Certains scientifiques ont haussé les sourcils en lisant l’article. D’abord parce qu’il n’a pas encore été revu par des experts indépendants, critère fondamental de validité scientifique. Deuxièmement, parce que, bien que la capacité à identifier les articles potentiellement faux soit élevée (90 % si une troisième jambe est ajoutée à l’e-mail et à l’affiliation, la forte présence d’études rétractées dans la bibliographie), le nombre de faux positifs est au-delà de ce qui est acceptable : 37%c’est-à-dire qu’un article fiable sur trois est également identifié comme suspect.

Et troisièmement, parce que les critères utilisés pour marquer un article comme potentiellement faux désavantagent la science effectuée en dehors des États-Unis et de l’Union européenne.
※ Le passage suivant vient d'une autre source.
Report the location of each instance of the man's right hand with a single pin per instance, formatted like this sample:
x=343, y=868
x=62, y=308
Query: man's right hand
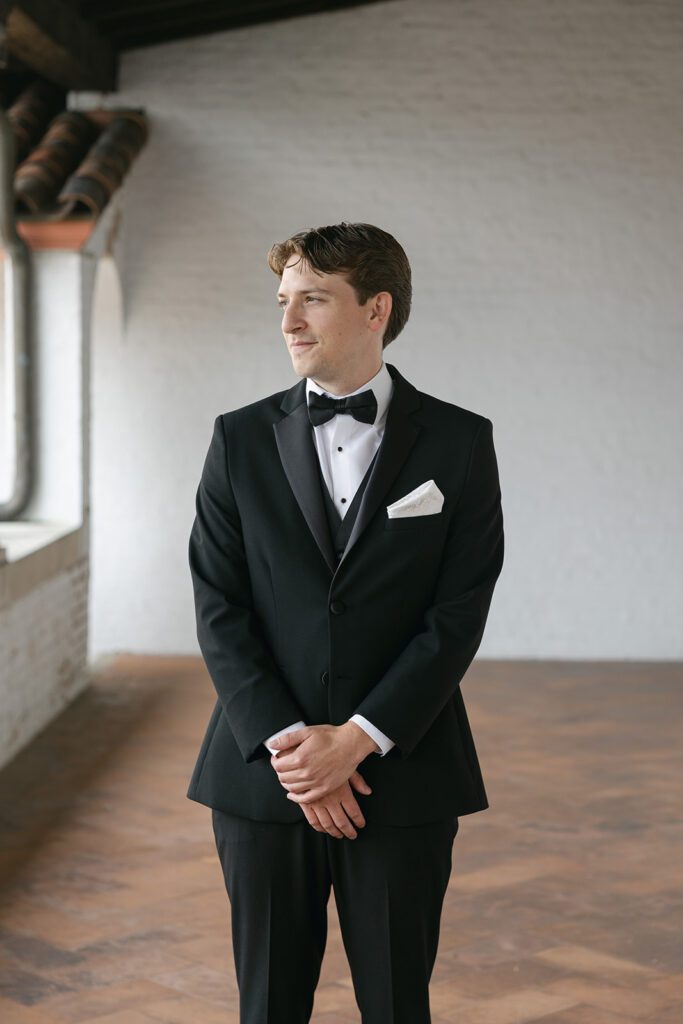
x=338, y=812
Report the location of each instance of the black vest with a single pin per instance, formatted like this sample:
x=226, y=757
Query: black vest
x=340, y=529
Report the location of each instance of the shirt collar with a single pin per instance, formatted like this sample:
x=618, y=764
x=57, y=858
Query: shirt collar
x=381, y=384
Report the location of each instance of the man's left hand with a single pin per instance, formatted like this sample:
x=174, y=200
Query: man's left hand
x=314, y=761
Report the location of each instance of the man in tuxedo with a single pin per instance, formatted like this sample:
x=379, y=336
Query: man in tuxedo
x=347, y=541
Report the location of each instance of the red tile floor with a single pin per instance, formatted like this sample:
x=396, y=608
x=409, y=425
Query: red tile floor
x=564, y=904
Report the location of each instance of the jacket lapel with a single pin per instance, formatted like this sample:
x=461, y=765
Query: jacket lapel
x=299, y=458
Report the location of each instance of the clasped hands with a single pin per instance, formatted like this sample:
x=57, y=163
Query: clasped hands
x=317, y=767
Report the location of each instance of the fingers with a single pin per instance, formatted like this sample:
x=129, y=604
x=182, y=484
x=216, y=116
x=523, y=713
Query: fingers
x=358, y=782
x=312, y=818
x=335, y=822
x=337, y=815
x=291, y=738
x=351, y=808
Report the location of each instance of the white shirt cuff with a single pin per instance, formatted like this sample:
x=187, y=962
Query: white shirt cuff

Carl T. Bergströmprofesseur de biologie à l’Université de Washington, pointu que « si les auteurs en dehors des États-Unis/de l’UE sont plus susceptibles d’utiliser des e-mails non institutionnels, le détecteur les sélectionnera de manière disproportionnée ».

Entre autres, parce que ces chercheurs publient davantage dans des revues à faible impact, une caractéristique associée aux faux articles. « Bien que je ne veuille rien insinuer sur les motivations des auteurs, leur article a des conséquences racistes », a-t-il condamné.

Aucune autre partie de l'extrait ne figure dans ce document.